It's only the Colt slide he has. His receiver says Interarms. Also, it looks to me like whoever refinished it weld-filled a rust pit or a stamping just in front of the "P" in "Policia", so I expect any significant collector value to the slide has already spoiled.
 
...It's only the Colt slide he has. His receiver says Interarms....
If I am not mistaken, that is an import mark (re-imported from Argentina), not the maker's mark. Someone please correct me if I am wrong.
 
That's a good point. Could be. They used to import a lot of stuff, though it is an added mark. Maybe the gun is original then, even if all the markings are not. I'm still curious about the apparent weld spot.
 
yeah that was my feeing as to the value and it being gone.. planning to make a cool shooter.. outa it.. getting the slide dovetailed and putting on adj sights..
 
It's only the Colt slide he has. His receiver says Interarms. Also, it looks to me like whoever refinished it weld-filled a rust pit or a stamping just in front of the "P" in "Policia", so I expect any significant collector value to the slide has already spoiled.

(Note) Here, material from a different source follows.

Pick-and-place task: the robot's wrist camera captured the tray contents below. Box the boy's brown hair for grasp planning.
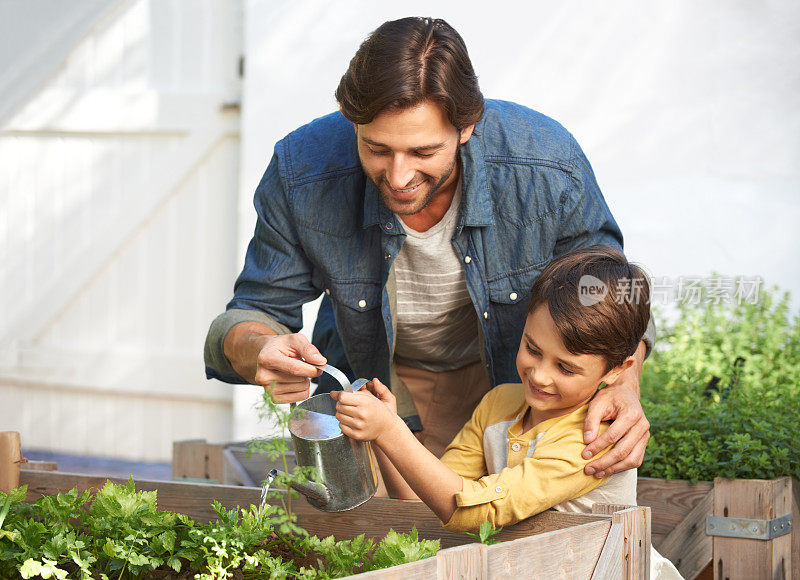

Wrong. The "spot" in front of the P in Policia is the Argentine national crest.

"Interarms" (now defunct) was the importer of the gun, as required by U.S. law and regulations.

Most of these guns had a fairly rought life in Argentina and so were refinished there either by Parkerizing or rebluing.

ANY Argentine Hartford Colt is a fairly scarce item, this one all the more so since it was a very small special order for the Buenos Aires Police and not part of the original 10,000 gun order for the Argentine Army.

As it stands, although some originality is lost because of the refinish and importer's mark, anything the OP does to further modify this gun is only going to reduce it further in value.

Maxx_ammo, if you want to make a "cool shooter," sell this gun to a collector and buy yourself an RIA and have money left over to buy your accessories.

If you ruin this Argentine, you're only going to lose money, as you will never get back your investements for whatever changes you make to it.
 
I think Gyvel is right. I enlarged the "weld spot" and see feathers or leaves around the edge. It looks like it lost sharpness due to the Parkerizing, but it not a weld. The serial number is low enough to be the real thing, too. Hasty call on my part.

I'd take his suggestion and see if you can find a collector. You may come out ahead on this deal.
 
t

I can have the parkerizing removed and the gun re-blued in your opnions is this the safe move? I am not doing anythig to the gun it in any way that can not be change back by swapping parts..
 
asking price

anyone that can ball park me on an asking price for this gun in the current state I would be grateful.. think I will place it in my collection and just buy me a RIA to mod.. good advice..
 
You can strip the Parkerizing off easily enough, but the folks who applied it probably abrasive or bead blasted the metal first, taking off the original polishing and reducing the depth and definition of the stampings. If you are talking about restoring the gun to original condition some polishing will likely be involved and the markings will likely thin out even more. Unless you like collecting, I would leave that expense to the next owner so you don't have the money invested and putting yourself in the position of having to get a higher price to recoup the investment, which may be harder to do.
 
The Parkerizing is part of the history of the gun. Investing $200-300 in a professional reblue just doesn't make economic sense. It is money that you will never recover.

Check on Gunbroker to see what the market is bearing. Just remember to look at ONLY sold guns, not some guy with an unsold gun and an unrealistic price.